Like older consumers, they still want access to a bank branch. And older generations are just as interested in digital-only accounts as millennials are, Shevlin says.

Studies reveal that millennials are more likely than older consumers to leave their primary bank for another one. But some experts note that relative to other generations, the greater willingness among millennials to switch banks isn’t significant.

“They’re switching more, but it’s not that much more, and it is not more than what older generations did when they were younger,” Shevlin says.

Keith Brannan, chief marketing officer at Kasasa, doesn’t think that millennials are more likely than anyone else to leave their bank behind, but they are more open to receiving new offers.

Unbundling our financial lives

Millennials have expressed interest in trying out new financial products. And it’s safe to say that younger consumers are beginning to migrate away from traditional banks, says Raja Bose, global retail banking consulting leader at Genpact.

Half of U.S. millennials indicated that they would be open to banking with Amazon or Google in an Accenture survey. Other research reveals that about half of older adults between the ages of 45 and 64 said they were willing to test out a product offering from a tech company in the near future.

“We’ve seen this trend over the last half a dozen years or so, this great unbundling of financial services,” Balkin says. “What you’ve seen is this unbundling, picking and choosing our products. But we’re going to see a rebundling over time, back to consolidation as customers prefer the simplicity and benefit of having one or two relationships rather than having 10.”
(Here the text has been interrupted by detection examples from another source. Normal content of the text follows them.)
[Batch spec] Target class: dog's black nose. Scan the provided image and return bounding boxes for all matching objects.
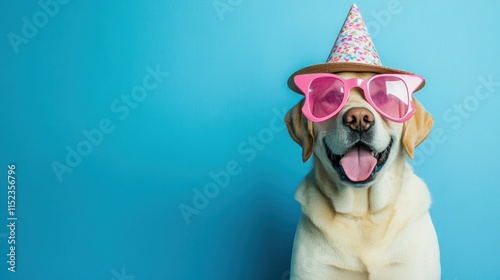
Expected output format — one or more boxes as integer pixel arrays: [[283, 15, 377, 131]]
[[343, 108, 375, 132]]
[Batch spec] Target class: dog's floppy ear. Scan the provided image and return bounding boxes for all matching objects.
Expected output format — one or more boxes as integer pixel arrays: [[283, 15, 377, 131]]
[[402, 99, 434, 159], [285, 99, 314, 162]]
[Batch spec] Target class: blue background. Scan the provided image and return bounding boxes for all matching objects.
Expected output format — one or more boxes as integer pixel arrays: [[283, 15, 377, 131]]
[[0, 0, 500, 280]]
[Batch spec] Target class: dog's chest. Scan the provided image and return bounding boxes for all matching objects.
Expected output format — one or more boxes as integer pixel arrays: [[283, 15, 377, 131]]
[[327, 210, 394, 253]]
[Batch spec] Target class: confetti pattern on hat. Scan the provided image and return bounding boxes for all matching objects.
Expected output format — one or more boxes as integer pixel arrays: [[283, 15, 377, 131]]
[[326, 4, 382, 66]]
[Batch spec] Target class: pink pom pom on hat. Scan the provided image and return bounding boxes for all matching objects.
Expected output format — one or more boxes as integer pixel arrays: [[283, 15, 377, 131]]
[[288, 4, 425, 94]]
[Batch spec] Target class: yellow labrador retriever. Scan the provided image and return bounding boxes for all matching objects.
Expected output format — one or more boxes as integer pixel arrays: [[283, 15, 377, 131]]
[[285, 72, 441, 280]]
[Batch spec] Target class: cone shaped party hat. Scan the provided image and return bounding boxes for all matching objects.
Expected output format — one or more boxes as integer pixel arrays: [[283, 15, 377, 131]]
[[288, 5, 423, 94]]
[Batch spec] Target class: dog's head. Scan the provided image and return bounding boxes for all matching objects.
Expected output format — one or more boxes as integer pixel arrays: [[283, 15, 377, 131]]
[[285, 72, 433, 187]]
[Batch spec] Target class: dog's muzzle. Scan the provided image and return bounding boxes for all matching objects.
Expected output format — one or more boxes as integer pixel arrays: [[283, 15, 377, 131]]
[[323, 138, 393, 185]]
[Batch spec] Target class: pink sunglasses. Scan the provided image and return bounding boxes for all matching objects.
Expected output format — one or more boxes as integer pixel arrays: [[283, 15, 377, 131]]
[[294, 73, 424, 122]]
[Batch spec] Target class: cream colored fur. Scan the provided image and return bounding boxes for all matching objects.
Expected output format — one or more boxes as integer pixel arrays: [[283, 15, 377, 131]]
[[285, 73, 441, 280]]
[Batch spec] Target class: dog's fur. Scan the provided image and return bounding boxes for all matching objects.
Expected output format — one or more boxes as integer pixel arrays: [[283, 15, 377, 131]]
[[285, 72, 441, 280]]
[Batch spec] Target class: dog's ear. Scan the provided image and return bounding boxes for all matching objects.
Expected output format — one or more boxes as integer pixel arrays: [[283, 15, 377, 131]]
[[402, 99, 434, 159], [285, 99, 314, 162]]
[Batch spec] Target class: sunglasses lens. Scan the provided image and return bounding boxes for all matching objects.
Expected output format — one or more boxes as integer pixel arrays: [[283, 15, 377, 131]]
[[309, 77, 344, 118], [368, 76, 410, 119]]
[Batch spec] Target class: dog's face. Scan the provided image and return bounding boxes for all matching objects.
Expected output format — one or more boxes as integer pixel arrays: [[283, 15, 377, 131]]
[[285, 72, 432, 187]]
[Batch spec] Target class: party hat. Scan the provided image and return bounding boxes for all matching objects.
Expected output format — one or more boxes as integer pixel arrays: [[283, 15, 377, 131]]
[[288, 4, 423, 94]]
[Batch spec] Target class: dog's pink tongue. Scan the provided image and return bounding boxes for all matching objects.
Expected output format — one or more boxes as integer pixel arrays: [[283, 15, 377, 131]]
[[340, 145, 377, 182]]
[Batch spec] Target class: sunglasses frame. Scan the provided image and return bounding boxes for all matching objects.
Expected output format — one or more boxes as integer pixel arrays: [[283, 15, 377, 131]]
[[293, 73, 424, 123]]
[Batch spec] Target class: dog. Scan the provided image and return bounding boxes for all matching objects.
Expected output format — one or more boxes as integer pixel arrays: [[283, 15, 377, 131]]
[[285, 72, 441, 280]]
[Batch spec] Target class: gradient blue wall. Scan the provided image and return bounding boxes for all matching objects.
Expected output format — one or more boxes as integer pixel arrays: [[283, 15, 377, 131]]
[[0, 0, 500, 280]]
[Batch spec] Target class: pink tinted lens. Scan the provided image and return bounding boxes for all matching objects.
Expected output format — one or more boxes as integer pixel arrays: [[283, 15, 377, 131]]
[[309, 77, 344, 118], [368, 76, 410, 119]]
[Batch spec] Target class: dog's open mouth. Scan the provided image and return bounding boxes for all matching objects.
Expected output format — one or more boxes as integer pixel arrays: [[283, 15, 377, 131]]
[[323, 139, 392, 184]]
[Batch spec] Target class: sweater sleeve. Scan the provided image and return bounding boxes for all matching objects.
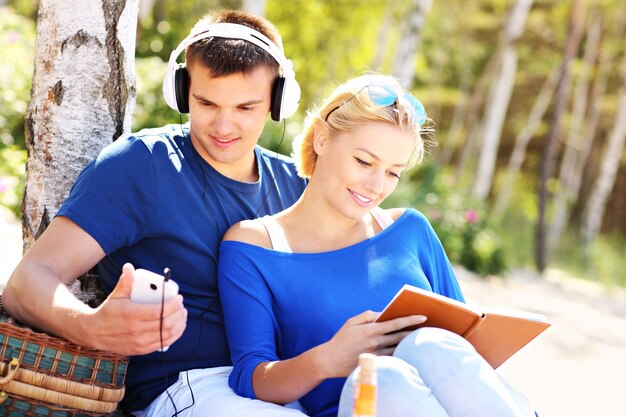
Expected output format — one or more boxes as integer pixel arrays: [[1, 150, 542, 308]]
[[218, 241, 279, 398], [414, 211, 465, 302]]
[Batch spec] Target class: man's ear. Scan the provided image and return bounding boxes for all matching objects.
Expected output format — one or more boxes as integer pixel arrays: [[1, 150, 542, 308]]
[[313, 123, 328, 155]]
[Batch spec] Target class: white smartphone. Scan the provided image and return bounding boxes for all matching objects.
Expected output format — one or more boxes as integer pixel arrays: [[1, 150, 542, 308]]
[[130, 268, 178, 352]]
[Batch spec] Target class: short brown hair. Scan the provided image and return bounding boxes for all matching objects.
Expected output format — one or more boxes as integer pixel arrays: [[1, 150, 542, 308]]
[[185, 10, 283, 77]]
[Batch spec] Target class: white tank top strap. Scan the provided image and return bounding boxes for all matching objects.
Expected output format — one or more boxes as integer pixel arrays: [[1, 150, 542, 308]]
[[257, 216, 291, 253], [370, 207, 393, 230]]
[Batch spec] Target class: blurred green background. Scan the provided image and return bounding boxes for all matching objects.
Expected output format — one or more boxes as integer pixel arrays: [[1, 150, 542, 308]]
[[0, 0, 626, 286]]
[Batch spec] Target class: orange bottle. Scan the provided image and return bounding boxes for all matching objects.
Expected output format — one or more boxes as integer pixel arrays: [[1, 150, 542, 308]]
[[352, 353, 378, 417]]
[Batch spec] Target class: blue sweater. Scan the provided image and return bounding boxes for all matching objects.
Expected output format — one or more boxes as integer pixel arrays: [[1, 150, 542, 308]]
[[58, 125, 305, 411], [218, 209, 464, 417]]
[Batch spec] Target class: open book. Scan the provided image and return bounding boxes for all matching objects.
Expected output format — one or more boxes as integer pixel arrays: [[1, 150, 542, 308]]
[[376, 284, 550, 368]]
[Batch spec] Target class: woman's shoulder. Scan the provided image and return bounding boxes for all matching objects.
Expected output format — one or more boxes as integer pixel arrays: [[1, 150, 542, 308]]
[[385, 207, 430, 224], [381, 207, 426, 221], [222, 219, 272, 248]]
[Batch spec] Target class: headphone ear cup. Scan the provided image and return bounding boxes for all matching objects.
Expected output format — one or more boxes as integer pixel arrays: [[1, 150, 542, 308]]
[[270, 77, 285, 122], [174, 64, 189, 113], [270, 77, 300, 122]]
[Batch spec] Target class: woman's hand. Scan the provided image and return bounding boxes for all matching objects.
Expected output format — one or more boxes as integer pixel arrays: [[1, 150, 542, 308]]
[[319, 311, 426, 378]]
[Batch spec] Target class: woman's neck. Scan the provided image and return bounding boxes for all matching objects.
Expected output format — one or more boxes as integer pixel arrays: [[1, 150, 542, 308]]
[[277, 188, 380, 252]]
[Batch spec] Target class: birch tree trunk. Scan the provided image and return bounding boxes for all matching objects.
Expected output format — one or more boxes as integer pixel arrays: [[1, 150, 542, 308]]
[[582, 59, 626, 243], [493, 68, 559, 217], [547, 17, 602, 248], [473, 0, 533, 199], [22, 0, 139, 300], [535, 0, 585, 272], [391, 0, 432, 87], [372, 2, 394, 71]]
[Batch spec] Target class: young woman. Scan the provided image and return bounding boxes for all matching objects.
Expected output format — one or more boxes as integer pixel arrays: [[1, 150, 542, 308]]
[[218, 75, 534, 417]]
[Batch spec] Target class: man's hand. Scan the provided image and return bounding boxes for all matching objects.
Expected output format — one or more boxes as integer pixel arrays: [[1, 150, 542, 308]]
[[83, 264, 187, 355]]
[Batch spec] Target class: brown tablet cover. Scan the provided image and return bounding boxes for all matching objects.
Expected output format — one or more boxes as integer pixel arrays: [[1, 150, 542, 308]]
[[376, 284, 550, 368]]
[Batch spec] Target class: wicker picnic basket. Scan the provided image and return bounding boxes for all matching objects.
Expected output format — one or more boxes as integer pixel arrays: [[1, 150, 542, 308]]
[[0, 296, 128, 417]]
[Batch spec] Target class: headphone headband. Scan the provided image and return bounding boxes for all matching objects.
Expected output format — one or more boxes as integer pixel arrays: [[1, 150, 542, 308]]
[[168, 23, 295, 78], [163, 23, 300, 121]]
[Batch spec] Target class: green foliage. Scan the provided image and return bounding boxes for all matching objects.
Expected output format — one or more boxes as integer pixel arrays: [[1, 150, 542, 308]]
[[0, 146, 26, 217], [0, 8, 35, 216], [0, 8, 35, 150], [385, 162, 507, 275], [553, 228, 626, 288]]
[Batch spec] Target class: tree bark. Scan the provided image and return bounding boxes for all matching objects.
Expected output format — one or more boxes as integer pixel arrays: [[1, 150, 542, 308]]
[[535, 0, 585, 272], [473, 0, 533, 200], [22, 0, 139, 300], [493, 69, 559, 217], [547, 16, 602, 245], [582, 59, 626, 243], [391, 0, 432, 86]]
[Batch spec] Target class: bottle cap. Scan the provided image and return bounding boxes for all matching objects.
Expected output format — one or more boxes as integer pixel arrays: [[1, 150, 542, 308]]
[[359, 353, 376, 369]]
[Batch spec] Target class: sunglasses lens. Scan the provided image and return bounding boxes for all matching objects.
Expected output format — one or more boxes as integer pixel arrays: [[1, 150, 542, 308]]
[[367, 83, 398, 107], [404, 94, 426, 125]]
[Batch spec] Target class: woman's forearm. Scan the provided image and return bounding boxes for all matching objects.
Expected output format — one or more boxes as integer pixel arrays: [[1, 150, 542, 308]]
[[252, 345, 333, 404]]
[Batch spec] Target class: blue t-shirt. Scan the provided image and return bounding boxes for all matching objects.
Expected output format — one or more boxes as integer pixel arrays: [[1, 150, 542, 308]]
[[218, 209, 464, 417], [58, 125, 305, 411]]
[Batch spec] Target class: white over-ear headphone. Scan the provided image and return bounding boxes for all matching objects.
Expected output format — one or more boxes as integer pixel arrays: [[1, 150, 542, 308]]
[[163, 23, 300, 121]]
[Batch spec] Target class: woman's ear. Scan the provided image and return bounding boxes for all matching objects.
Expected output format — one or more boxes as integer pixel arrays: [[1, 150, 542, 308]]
[[313, 123, 328, 155]]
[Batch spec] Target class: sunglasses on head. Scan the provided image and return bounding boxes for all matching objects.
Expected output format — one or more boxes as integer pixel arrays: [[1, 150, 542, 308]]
[[324, 81, 426, 126]]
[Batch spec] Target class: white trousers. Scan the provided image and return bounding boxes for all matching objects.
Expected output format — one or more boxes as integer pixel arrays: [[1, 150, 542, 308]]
[[134, 366, 306, 417], [339, 327, 535, 417]]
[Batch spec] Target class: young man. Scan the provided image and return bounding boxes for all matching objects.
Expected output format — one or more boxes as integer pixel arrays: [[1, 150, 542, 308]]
[[3, 11, 305, 417]]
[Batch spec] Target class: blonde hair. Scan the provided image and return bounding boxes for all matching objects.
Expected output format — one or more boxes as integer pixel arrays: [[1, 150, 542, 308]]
[[292, 74, 432, 178]]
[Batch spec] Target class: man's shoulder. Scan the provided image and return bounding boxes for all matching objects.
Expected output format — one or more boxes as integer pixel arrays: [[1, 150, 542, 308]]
[[257, 145, 295, 166], [256, 145, 307, 188]]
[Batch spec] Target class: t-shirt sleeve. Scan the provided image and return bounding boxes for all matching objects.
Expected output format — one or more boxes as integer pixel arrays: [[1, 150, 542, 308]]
[[57, 137, 158, 253], [217, 241, 279, 398], [413, 210, 465, 302]]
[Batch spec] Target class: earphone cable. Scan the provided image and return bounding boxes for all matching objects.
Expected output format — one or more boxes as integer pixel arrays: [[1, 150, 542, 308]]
[[252, 119, 287, 219]]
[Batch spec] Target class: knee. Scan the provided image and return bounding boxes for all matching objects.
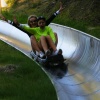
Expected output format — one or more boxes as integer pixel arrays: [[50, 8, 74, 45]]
[[46, 35, 51, 39], [40, 36, 46, 39], [30, 36, 35, 41]]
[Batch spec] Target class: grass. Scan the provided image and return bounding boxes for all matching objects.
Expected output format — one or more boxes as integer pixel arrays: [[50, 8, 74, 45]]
[[0, 41, 57, 100]]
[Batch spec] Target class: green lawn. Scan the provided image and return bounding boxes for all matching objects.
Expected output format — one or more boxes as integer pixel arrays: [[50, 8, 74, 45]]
[[0, 41, 57, 100]]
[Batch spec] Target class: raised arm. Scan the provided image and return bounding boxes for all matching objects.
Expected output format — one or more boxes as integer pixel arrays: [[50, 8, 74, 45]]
[[46, 2, 64, 25]]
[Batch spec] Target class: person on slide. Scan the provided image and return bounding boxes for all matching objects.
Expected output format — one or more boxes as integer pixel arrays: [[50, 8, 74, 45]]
[[22, 16, 62, 57], [2, 2, 63, 57]]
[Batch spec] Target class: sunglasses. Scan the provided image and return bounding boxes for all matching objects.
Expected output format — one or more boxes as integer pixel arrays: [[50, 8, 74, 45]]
[[30, 20, 37, 23]]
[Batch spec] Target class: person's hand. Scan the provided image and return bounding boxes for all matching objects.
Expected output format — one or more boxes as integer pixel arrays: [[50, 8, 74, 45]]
[[0, 15, 8, 22], [13, 16, 19, 26], [59, 2, 64, 12]]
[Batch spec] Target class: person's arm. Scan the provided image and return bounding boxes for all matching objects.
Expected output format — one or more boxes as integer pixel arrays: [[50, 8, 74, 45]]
[[46, 2, 63, 26], [48, 26, 56, 43]]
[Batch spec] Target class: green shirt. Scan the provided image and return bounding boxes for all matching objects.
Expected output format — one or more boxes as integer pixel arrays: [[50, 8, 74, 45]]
[[23, 26, 56, 43]]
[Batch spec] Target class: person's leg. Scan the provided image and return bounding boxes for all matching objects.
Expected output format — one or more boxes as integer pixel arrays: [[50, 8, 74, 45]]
[[30, 35, 41, 52], [54, 32, 58, 46], [46, 35, 62, 55], [46, 35, 57, 51], [40, 36, 48, 52]]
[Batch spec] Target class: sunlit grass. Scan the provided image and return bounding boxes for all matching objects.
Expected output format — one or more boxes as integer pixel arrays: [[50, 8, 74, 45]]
[[0, 41, 57, 100]]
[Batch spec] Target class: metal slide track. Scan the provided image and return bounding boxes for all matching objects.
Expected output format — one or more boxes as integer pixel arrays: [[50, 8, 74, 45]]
[[0, 21, 100, 100]]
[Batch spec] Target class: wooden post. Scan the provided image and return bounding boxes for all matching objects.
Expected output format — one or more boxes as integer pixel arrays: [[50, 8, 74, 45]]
[[0, 0, 2, 14]]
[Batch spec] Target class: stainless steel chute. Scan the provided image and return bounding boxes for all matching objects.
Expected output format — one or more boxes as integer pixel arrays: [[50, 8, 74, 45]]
[[0, 21, 100, 100]]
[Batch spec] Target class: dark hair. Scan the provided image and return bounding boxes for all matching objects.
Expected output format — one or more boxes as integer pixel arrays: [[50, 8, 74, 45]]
[[37, 16, 46, 21]]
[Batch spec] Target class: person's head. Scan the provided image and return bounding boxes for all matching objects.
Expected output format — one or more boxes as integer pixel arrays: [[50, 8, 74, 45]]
[[27, 15, 37, 27], [37, 16, 46, 29]]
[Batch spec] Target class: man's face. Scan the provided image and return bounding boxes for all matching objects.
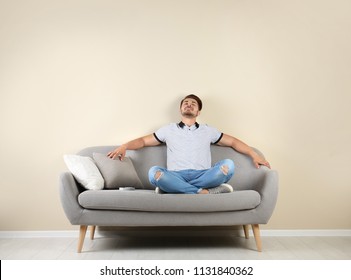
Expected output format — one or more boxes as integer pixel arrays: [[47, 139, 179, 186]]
[[180, 98, 200, 118]]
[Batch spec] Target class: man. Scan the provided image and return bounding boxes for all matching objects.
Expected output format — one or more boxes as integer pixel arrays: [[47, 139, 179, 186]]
[[107, 94, 270, 194]]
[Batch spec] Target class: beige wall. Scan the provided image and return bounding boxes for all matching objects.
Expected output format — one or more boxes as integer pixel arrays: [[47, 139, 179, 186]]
[[0, 0, 351, 230]]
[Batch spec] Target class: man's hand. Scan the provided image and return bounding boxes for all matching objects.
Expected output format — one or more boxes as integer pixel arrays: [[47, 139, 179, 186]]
[[107, 145, 127, 161]]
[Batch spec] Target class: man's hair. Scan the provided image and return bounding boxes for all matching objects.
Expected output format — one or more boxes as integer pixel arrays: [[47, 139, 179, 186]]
[[180, 94, 202, 111]]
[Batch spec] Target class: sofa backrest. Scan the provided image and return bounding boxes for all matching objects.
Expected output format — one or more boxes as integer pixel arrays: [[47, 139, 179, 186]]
[[78, 145, 266, 190]]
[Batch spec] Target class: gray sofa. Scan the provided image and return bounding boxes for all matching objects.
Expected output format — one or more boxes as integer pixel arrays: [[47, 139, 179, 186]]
[[59, 145, 278, 252]]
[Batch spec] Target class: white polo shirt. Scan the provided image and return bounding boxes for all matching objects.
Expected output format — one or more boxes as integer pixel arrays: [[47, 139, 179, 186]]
[[154, 122, 223, 171]]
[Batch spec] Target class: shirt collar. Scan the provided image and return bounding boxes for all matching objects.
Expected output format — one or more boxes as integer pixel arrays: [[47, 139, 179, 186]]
[[178, 121, 200, 129]]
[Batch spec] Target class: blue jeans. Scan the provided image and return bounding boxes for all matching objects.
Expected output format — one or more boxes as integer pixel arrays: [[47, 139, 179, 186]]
[[149, 159, 234, 193]]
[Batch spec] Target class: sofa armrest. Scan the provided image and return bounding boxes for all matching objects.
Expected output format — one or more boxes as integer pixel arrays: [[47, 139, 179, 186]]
[[59, 172, 83, 225], [256, 167, 279, 224]]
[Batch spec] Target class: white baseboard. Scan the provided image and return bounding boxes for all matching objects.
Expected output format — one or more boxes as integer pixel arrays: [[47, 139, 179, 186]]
[[0, 228, 351, 238]]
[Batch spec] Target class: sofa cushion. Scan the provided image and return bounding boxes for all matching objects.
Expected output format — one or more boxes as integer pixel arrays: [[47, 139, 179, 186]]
[[78, 190, 261, 212], [93, 153, 143, 189], [63, 155, 104, 190]]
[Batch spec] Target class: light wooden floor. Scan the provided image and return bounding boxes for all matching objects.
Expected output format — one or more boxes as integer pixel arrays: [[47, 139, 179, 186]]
[[0, 231, 351, 260]]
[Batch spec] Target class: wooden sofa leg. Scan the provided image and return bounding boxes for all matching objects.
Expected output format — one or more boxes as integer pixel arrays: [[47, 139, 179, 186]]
[[90, 226, 96, 240], [251, 225, 262, 252], [243, 225, 250, 239], [77, 225, 88, 253]]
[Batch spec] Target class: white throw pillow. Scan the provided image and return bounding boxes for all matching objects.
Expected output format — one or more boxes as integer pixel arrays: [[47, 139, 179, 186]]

Having access to a countless number of financial service providers gives consumers the ability to choose checking and savings accounts and other products that may be better alternatives to what their banks offer. But it can come at the expense of convenience, which customers young and old value. That’s something important to consider.

Anyone using multiple financial apps or managing accounts at different banks would also have to stay organized or risk making a costly mistake, like failing to reach a minimum balance requirement or missing out on a limited time offer on CDs.

“A lot of times, these banks and credit unions have minimums. So if you’re on that lower dollar mount where you’re not meeting the minimum, that may bump up your fees and other things or you may lose out on special rates,” says Vince Shorb, chief executive officer of the National Financial Educators Council.